Der deutsche Autor Thomas Groh hat sich die Mühe gemacht und die Polizeiberichte unter die Lupe genommen, die Radar Online kürzlich veröffentlicht hat und daraus eine Skandal-Geschichte bastelte. In seinem Artikel geht er auf die bei Michael Jackson gefundenen Magazine, Videos und Bücher ein.
Der lesenswerte und vielsagende Artikel (der Journalist hat einen 60-seitigen Bericht studiert und sich über die beschlagnahmten Gegenstände ins Bild gesetzt), kann hier gelesen werden: Michael Jackson und die Kinder – von Thomas Groh
Der Autor erklärt: „In erster Linie ist diese ganze Angelegenheit vor allem ein Lehrstück über journalistische Kultur im Zeitalter potenzierter Empörungswilligkeit.
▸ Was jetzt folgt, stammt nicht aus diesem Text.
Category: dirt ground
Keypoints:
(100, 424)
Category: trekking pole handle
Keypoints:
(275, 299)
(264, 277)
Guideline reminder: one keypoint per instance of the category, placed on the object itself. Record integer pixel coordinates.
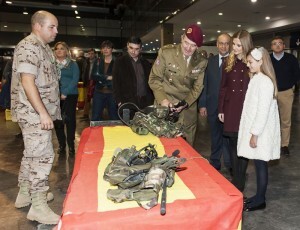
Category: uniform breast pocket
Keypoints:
(172, 75)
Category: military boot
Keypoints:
(40, 211)
(23, 198)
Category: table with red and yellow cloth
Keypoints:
(201, 198)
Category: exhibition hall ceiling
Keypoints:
(144, 18)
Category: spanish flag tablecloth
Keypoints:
(201, 198)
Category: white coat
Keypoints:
(260, 117)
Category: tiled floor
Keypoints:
(283, 195)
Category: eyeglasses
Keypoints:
(277, 43)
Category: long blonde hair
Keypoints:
(246, 41)
(266, 68)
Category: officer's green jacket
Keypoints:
(172, 79)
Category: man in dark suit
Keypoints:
(130, 76)
(208, 103)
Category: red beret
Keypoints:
(195, 34)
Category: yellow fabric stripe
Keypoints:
(123, 137)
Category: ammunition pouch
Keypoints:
(140, 175)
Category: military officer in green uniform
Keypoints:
(177, 77)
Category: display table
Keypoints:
(201, 198)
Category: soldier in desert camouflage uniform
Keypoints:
(35, 104)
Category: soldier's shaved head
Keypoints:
(40, 17)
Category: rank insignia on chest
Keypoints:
(195, 70)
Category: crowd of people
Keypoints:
(245, 92)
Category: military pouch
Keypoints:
(140, 175)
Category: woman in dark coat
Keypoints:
(234, 84)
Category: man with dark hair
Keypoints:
(287, 73)
(87, 83)
(177, 78)
(130, 76)
(208, 103)
(35, 105)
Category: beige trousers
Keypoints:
(285, 104)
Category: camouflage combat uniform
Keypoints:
(33, 57)
(172, 79)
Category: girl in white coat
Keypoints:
(259, 132)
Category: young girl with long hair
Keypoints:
(259, 132)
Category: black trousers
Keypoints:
(219, 143)
(68, 111)
(239, 165)
(261, 168)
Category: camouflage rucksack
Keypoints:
(154, 119)
(140, 175)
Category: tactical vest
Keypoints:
(140, 175)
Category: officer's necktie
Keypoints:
(223, 58)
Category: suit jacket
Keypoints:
(212, 79)
(125, 82)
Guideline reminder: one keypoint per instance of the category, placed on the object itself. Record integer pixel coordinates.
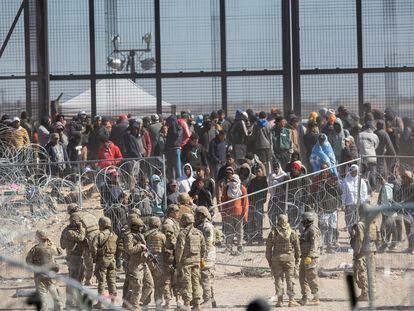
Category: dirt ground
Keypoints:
(238, 278)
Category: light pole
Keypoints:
(117, 59)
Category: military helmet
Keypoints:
(309, 216)
(135, 211)
(135, 221)
(42, 235)
(104, 223)
(167, 228)
(75, 218)
(202, 210)
(172, 208)
(187, 219)
(73, 207)
(154, 222)
(183, 198)
(282, 219)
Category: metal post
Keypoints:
(42, 57)
(27, 58)
(158, 80)
(287, 65)
(223, 55)
(164, 172)
(360, 56)
(92, 55)
(80, 184)
(296, 57)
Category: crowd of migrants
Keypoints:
(215, 161)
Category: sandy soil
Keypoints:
(234, 289)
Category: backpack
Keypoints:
(281, 140)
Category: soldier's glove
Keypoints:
(307, 261)
(202, 263)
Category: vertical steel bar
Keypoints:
(223, 55)
(158, 80)
(92, 55)
(360, 63)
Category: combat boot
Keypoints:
(279, 303)
(315, 300)
(303, 301)
(206, 304)
(363, 297)
(292, 303)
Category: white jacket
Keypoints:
(349, 187)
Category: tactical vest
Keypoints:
(108, 247)
(193, 243)
(280, 244)
(155, 241)
(90, 224)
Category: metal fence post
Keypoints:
(80, 184)
(164, 172)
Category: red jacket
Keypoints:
(239, 207)
(186, 131)
(146, 139)
(107, 152)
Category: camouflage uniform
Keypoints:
(168, 263)
(72, 240)
(91, 228)
(156, 243)
(360, 253)
(282, 254)
(189, 253)
(104, 247)
(42, 254)
(308, 269)
(203, 223)
(135, 248)
(185, 206)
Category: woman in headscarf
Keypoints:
(277, 204)
(234, 213)
(322, 152)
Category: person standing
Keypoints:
(308, 268)
(204, 224)
(190, 254)
(234, 213)
(360, 253)
(283, 254)
(135, 249)
(281, 141)
(42, 255)
(156, 243)
(104, 247)
(72, 239)
(352, 196)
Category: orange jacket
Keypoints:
(239, 207)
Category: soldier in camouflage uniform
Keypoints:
(283, 254)
(91, 229)
(172, 218)
(203, 223)
(185, 205)
(72, 240)
(104, 247)
(156, 243)
(360, 253)
(42, 254)
(135, 248)
(308, 269)
(168, 264)
(190, 253)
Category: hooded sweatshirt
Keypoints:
(349, 187)
(184, 182)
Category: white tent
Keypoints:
(114, 97)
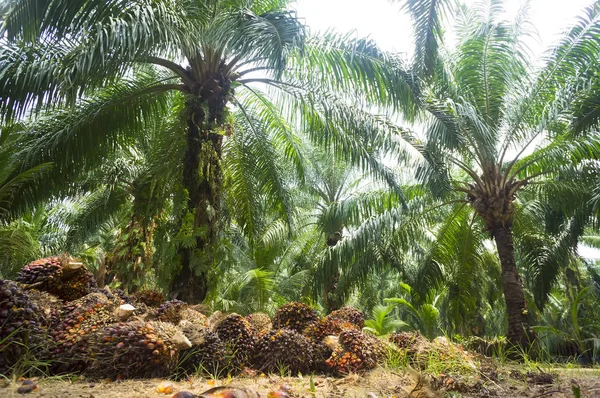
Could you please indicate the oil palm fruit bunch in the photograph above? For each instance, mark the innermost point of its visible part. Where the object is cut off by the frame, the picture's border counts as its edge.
(295, 316)
(283, 349)
(63, 277)
(49, 305)
(21, 326)
(317, 333)
(133, 349)
(261, 323)
(350, 315)
(236, 333)
(77, 319)
(356, 352)
(152, 298)
(409, 341)
(208, 354)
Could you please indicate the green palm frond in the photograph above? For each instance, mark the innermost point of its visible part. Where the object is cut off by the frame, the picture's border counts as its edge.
(427, 16)
(382, 322)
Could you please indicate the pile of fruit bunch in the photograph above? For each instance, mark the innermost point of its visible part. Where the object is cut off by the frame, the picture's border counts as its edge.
(207, 355)
(170, 311)
(295, 316)
(237, 335)
(151, 298)
(132, 350)
(78, 318)
(356, 352)
(49, 305)
(22, 330)
(66, 279)
(349, 315)
(261, 323)
(283, 349)
(319, 331)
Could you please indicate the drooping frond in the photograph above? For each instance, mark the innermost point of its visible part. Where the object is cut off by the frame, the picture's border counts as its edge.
(427, 16)
(78, 139)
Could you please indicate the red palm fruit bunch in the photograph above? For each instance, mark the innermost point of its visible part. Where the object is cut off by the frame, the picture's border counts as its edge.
(349, 315)
(208, 354)
(318, 331)
(152, 298)
(50, 306)
(132, 350)
(79, 318)
(295, 316)
(236, 333)
(283, 349)
(21, 326)
(261, 323)
(356, 352)
(61, 276)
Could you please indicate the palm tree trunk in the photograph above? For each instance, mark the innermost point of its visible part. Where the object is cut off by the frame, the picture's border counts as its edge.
(514, 296)
(202, 180)
(332, 301)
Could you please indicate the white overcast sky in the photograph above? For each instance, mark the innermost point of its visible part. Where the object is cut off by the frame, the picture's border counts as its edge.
(384, 21)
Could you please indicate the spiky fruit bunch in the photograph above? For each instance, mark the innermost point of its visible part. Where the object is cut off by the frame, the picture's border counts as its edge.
(171, 311)
(134, 349)
(43, 271)
(295, 316)
(80, 283)
(407, 340)
(236, 333)
(49, 305)
(81, 317)
(261, 323)
(357, 352)
(57, 276)
(208, 354)
(283, 349)
(21, 331)
(326, 327)
(152, 298)
(318, 331)
(349, 315)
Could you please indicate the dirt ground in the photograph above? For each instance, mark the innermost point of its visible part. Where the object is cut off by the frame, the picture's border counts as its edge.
(510, 382)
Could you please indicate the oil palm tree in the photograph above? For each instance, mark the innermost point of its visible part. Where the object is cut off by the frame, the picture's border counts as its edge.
(506, 126)
(118, 65)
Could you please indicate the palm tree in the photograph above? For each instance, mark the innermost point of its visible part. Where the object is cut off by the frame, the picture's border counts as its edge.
(120, 65)
(504, 125)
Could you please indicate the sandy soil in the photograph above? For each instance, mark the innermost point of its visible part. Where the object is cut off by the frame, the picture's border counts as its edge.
(379, 383)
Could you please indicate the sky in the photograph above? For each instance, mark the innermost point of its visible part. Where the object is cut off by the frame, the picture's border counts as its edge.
(390, 27)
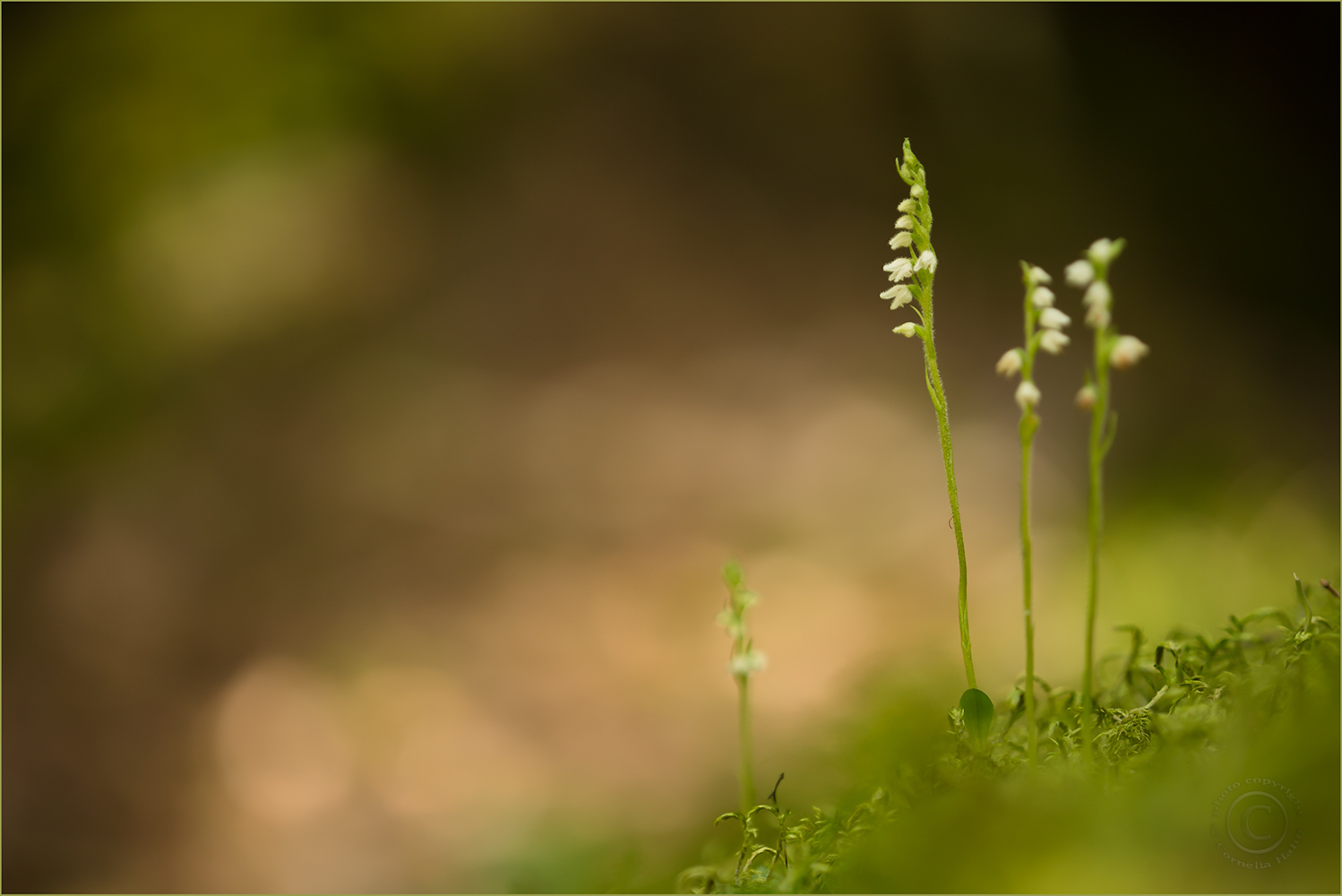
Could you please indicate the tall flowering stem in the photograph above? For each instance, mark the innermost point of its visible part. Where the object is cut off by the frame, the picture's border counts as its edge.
(1043, 331)
(744, 661)
(913, 232)
(1112, 349)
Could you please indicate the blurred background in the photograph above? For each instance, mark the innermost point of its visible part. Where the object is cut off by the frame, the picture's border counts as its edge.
(385, 386)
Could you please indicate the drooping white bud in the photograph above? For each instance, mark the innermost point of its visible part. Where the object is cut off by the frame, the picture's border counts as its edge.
(1097, 315)
(1027, 394)
(1011, 362)
(748, 663)
(926, 262)
(1053, 340)
(1053, 320)
(1080, 272)
(1098, 294)
(1086, 397)
(899, 269)
(900, 296)
(1102, 251)
(1128, 351)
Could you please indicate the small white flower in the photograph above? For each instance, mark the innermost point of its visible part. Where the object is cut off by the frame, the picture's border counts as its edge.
(1102, 251)
(900, 296)
(899, 269)
(1027, 394)
(1053, 320)
(744, 664)
(1053, 340)
(1097, 315)
(1098, 294)
(1011, 362)
(1086, 397)
(1080, 272)
(1126, 351)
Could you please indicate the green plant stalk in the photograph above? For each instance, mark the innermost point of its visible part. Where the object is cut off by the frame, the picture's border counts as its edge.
(938, 400)
(1028, 426)
(1096, 515)
(913, 173)
(1028, 423)
(746, 744)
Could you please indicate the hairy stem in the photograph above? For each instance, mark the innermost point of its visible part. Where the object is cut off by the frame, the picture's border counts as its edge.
(938, 400)
(1099, 415)
(746, 747)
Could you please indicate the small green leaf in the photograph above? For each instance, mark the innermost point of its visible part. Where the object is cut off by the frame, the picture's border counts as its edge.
(978, 717)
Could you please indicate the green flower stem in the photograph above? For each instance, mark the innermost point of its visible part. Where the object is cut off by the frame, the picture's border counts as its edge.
(746, 744)
(1028, 426)
(938, 400)
(1098, 448)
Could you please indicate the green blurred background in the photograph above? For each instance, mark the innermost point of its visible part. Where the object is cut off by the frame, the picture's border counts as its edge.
(384, 386)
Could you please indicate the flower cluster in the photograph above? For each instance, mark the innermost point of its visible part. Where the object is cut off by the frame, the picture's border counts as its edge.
(1091, 274)
(913, 232)
(1043, 331)
(745, 660)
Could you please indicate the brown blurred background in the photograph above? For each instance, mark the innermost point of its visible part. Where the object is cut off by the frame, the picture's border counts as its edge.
(385, 385)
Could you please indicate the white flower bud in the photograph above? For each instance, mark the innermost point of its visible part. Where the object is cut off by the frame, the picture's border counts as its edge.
(1053, 320)
(1102, 251)
(1080, 272)
(1086, 397)
(1011, 362)
(926, 262)
(1053, 340)
(744, 664)
(899, 269)
(1027, 394)
(900, 296)
(1128, 351)
(1098, 294)
(1097, 315)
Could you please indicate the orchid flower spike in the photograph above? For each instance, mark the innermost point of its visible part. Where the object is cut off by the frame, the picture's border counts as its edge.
(1011, 362)
(1128, 351)
(1054, 320)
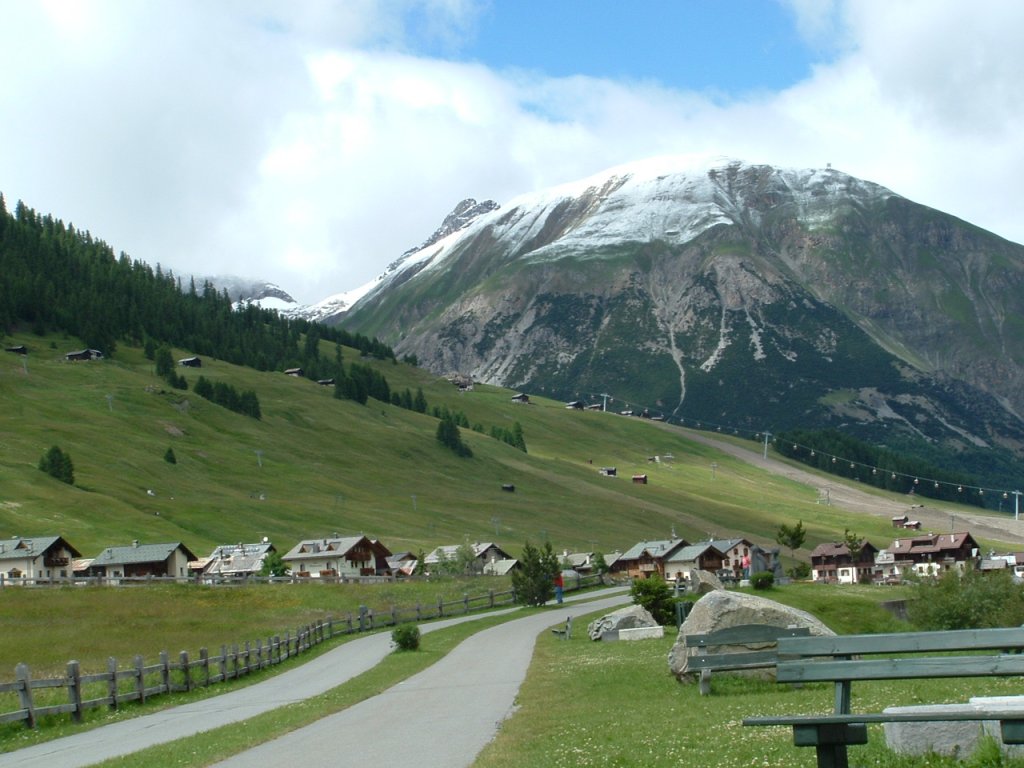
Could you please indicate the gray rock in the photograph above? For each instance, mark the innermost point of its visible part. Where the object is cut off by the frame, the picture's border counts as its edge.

Es zeigt sich, mit welchen kleinen semantischen Verschiebungen sich ein Maximum an öffentlicher Welle hervorrufen lässt. Wer der Ansicht ist, dass die Behörden bei Michael Jackson Folter- und Missbrauchsmaterialien gefunden hat, geht seiner eigenen voyeuristischen Fantasie und der eigenen spekulativen Lust auf den Leim.“
Weiter schreibt er: „Den Polizeibeamten ist sicher kein Vorwurf zu machen: Sie haben mögliche Beweise eingeholt, diese kursorisch beschrieben und im Hinblick auf ein Gerichtsverfahren eingeschätzt. Überhaupt soll es hier nicht um eine Ehrenrettung Michael Jacksons oder um eine Spekulation darüber gehen, ob der Musiker Kinder missbraucht hat oder nicht. Nein, wichtig ist hier, mit welcher Selbstverständlichkeit Kunstwerke und Fotografien unter Bedingungen eines verlogenen moralischen Rigorismus zu verkommenen Objekten stilisiert werden. Dass daran maßgeblich eine Newskloake beteiligt ist, die einen erheblichen Teil ihres Umsatzes aus verklemmten „Oopsie“-Decolleté-News bezieht, ist noch die bittere, aber kaum verwunderliche Ironie der Geschichte.“
„Wäre das Szenario tatsächlich so, wie RadarOnline es insinuiert, müssten mit Fug und Recht Ermittlungsverfahren gegen sämtliche Onlinebuchhändler eingeleitet werden, da diese dann ja wohl Snuff- und Missbrauchsfotos vertreiben. RadarOnline käme in die Verlegenheit, erklären zu müssen, dass es sich etwa bei Simen Johans Arbeiten um Snufffotos von Kindesmisshandlungen handelt. Stattdessen wählt man drastische Wörter im Kommentar und verlässt sich darauf, dass allein jene Begriffe weitergetragen werden. Von den zweitverwertenden Journalisten wird sich doch gewiss keiner die Mühe machen, sechzig Seiten Ermittlerprosa durchzulesen und, Gott behüte, nebenbei auch noch Google zu konsultieren.“
Wir bedanken uns bei Thomas Groh für seine wertvolle Arbeit – die, wenn auch von ihm unbeabsichig, dazu beiträgt, den Respekt vor Michael Jackson und seiner Kunst nicht zu verlieren und nebenbei eindrücklich mahnt, vorsichtig und kritisch mit Berichten in den Medien, insbesondere im Internet, umzugehen.
Wir hatten in dieser Newsmeldung („Alte Story“) und später in diesem Beitrag („Staatsanwalt bestätigt“) zur Angelegenheit kurz Stellung bezogen. (Beide Beiträge wurden kürzlich aktualisiert.)